Ryan gave out a cracking bit of info on a free event check out http://cinesummit.com/cs6/?utm_source=RyanC&utm_campaign=cs6&utm_medium=YT
@Andy001z Looks interesting!
From what I gather on the website you can sign up for Free (base access) to watch each presentation, but you have to do so within 24 hours before it is taken down. Otherwise if you pay for a Lifetime membership, you can watch anytime, plus access other material.
I'll give the Free option a try and see. (Yeah! more stuff in my inbox.)
I managed to see a few some years ago and they were not too helpful for me, but I guess they can be for others? I remember one about getting good blacks and it was (more or less) a guy saying "Get a RED and overexpose when filming, then take it back down in the grade". I am sure there was more to it, but that is what I retained and it is solid advice, but also not something that blew my mind or had not occurred to me independently (the over expose and then take it down, not the have a RED part).
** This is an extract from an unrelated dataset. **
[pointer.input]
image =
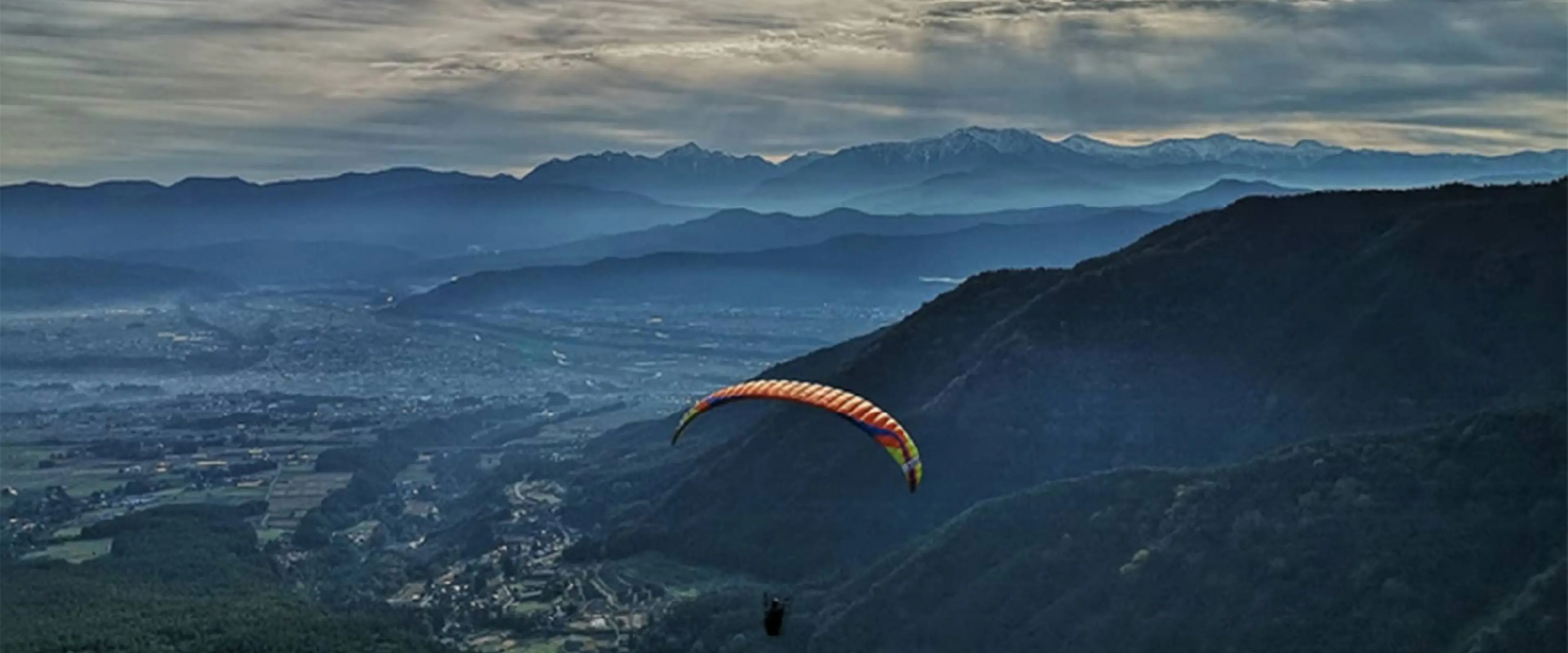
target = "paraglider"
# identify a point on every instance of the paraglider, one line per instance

@AramM I am definitely skeptical. It could turn out to be a waste of time, as you describe. Which is why I'm not planning on buying in.
If I were to spend some money, I might consider something from the masterclass.com series. But honestly, you learn by doing and by working with knowledgeable people in the field.
Reading a book or watching a tutorial on the subject only goes so far. You have to put those principals into practice for yourself. And to become considered "good", you have to work at it every day. To be "great" is to work even harder and have an innate talent that few others have.
All valid comments, I was just sharing the info, you can decide to watch or not. Personally I prob don't have time but if someone does take part do post a review for others to understand what it was like.
I am currently funemployed and will definitely check some again (unless I suddenly get a job next week). There's one about getting good images with DSRL cameras that I want to check, but I fear it will be the usual (lower your contrast, lower your saturation, lower your sharpening, make sure your lighting is on point (not easy!)) plus some practical techniques like add fog or use this or that filter.
I'll take notes if I think it is information worth distributing.